While the island's elements provided dramatic seascapes and sunsets, it also demanded clever improvising on the cinematographer's part. "One thing about shooting on an island in the middle of the Irish Sea is that the weather changes fantastically quickly," notes Braham, who frequently consulted with forecasters during production.

The cameraman had wanted to shoot Waking Ned Devine's funeral sequence in bright sunlight, but the sequence wound up being filmed in conditions that ranged from sun to fog to thunderstorms. "It was almost pitch black outside when we shot the funeral service inside the church," says Braham, "so I matched the exposure of the interior for the exterior and was careful not to show too much of the windows in the frame."

Another comical sequence provided a very different kind of challenge for 69-year-old actor David Kelly, who portrays Michael O'Sullivan, a man whose impersonation of Ned Devine allows the villagers to cash in on the dead man's lottery ticket. When the lottery official pays an unexpected visit to the village, O'Sullivan, who had been skinny-dipping, hops on a motorcycle and races to Ned's house — buck naked. Filming of the scene gave two elderly local women, who were driving by in a Mini, quite a shock. "We were towing him on a motorcycle rig, but it was still quite scary for him because he'd never ridden a motorbike before and we were traversing these windy little country roads," remembers Braham, who shot the sequence with a Steadicam. "It was September, and he was freezing his behind off. Plus, we had to ask him to remove the special body stocking we had designed for privacy; it didn't work because I could see it in the frame, and it kept causing him to slide around dangerously on the seat of the motorbike."

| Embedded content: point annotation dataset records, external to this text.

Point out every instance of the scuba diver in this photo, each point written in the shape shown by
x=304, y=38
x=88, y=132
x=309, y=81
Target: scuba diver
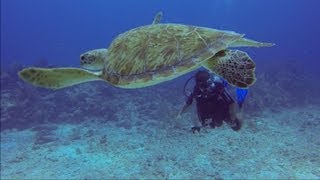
x=214, y=103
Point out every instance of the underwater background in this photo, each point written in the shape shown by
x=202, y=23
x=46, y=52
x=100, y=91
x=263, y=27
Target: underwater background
x=94, y=130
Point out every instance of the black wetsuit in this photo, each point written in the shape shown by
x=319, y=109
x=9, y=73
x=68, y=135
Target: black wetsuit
x=212, y=103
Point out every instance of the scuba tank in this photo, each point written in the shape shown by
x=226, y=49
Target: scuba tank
x=240, y=93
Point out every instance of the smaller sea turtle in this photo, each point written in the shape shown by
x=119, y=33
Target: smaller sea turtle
x=156, y=53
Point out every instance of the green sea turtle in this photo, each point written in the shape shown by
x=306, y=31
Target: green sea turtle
x=155, y=53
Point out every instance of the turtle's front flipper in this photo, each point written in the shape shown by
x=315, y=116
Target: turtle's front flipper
x=94, y=60
x=234, y=66
x=243, y=42
x=57, y=78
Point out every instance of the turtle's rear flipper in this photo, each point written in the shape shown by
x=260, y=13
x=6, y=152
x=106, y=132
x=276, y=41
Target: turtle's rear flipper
x=234, y=66
x=57, y=78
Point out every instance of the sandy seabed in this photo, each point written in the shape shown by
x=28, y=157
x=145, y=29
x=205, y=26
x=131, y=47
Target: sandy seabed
x=282, y=144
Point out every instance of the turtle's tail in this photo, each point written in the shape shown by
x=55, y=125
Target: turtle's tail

Waking Ned Devine ends with a breathtaking aerial shot of the protagonists toasting the late Devine at the edge of a cliff. "Kirk and I scouted that location while flying around the island in a horrible, tiny airplane at 6 a.m. one morning," offers Braham, who did the helicopter camerawork himself. "I've never felt so sick in my life. Finally, we spotted this ideal location, which, it turned out, was impossible to get to on foot. We also couldn't do the shot for two days because the place was completely fogged-in.

"When the light finally broke, we knew we had to go for it. It was very windy, and the light was changing all the time. I kept picking the actors up and dropping them off, via the support helicopter, to line them up with the sun and the light on the water. What we hadn't counted on was how deep the heather was up there; it was knee-deep, and the elderly actors were struggling to walk around in it. We finally got the shot, but only by the skin of our teeth!"